I signaled I understood by a quick nod of my head. He left me standing on the porch and grabbed his truck keys from inside the house. We drove to my parents’ house in silence, and he shut the engine off in the driveway. I was trembling and I knew it wasn’t from the chill in the air.
Stretching his arm across the back of the seat he looked at me and let out a long sigh. “So, we talked and … yeah … that was good.”
“I’m glad we got that talk out of the way and know how we feel now.”
I gasped and then giggled as he reached out and clutched my hair at the back of my head, tilting my head back gently and pressing his mouth firmly against mine. I giggled. When was the last time I had actually giggled?
“We’ll talk more later today,” he whispered when he pulled his mouth from mine several moments later. “Now get out of here before your daddy chases me off with a shotgun.”
I laughed. “I don’t think that’s going to happen with you.
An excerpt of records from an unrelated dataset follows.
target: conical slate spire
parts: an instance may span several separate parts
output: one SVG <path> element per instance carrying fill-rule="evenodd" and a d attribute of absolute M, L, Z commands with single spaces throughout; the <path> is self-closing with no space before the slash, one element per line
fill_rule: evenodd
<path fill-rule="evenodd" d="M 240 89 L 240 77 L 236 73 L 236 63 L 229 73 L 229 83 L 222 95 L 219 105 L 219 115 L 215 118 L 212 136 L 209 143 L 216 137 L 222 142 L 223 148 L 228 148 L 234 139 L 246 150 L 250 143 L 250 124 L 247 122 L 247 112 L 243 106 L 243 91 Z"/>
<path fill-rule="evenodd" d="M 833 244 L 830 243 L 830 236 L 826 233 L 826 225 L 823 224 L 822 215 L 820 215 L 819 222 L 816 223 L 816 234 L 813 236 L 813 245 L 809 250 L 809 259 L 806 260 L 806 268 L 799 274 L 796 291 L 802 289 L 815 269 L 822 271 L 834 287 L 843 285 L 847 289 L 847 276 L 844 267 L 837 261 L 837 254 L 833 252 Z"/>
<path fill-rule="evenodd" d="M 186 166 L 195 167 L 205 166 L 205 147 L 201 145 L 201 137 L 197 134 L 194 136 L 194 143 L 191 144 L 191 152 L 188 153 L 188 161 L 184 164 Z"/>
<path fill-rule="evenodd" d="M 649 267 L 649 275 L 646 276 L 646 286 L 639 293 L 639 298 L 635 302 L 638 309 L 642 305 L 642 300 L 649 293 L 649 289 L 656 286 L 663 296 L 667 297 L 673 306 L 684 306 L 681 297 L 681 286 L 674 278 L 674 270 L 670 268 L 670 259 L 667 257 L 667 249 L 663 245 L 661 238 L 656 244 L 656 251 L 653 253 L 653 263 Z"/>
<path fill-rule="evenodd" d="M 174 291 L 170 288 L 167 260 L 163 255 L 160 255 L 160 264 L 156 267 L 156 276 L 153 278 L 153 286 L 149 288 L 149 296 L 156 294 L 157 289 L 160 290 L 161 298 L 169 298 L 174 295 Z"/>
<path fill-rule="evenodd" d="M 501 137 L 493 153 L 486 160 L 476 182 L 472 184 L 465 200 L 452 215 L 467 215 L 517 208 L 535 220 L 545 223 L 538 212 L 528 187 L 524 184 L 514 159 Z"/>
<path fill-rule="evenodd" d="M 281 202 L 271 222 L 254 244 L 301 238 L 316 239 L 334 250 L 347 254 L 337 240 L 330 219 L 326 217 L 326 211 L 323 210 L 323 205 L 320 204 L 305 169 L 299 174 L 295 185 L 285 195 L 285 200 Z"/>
He likes you too much.”
His hand touched my arm gently as I opened the door and I turned to look at him.
His expression was tender as he cupped my cheek against his hand. “Is it too soon to say I love you? Because I do.”
The words flowed over me like warm water. I leaned close to him, laid my hand against his cheek, and brushed my lips against his. “I hope it isn’t because I love you too, Judson.”
I watched him drive away, as I pulled my sweater tight around me and then slipped inside the house. Inside my room, under the covers I closed my eyes, struggling to fall asleep, wondering what my future held now that I’d told Judson T. Wainwright I loved him and knew he loved me too.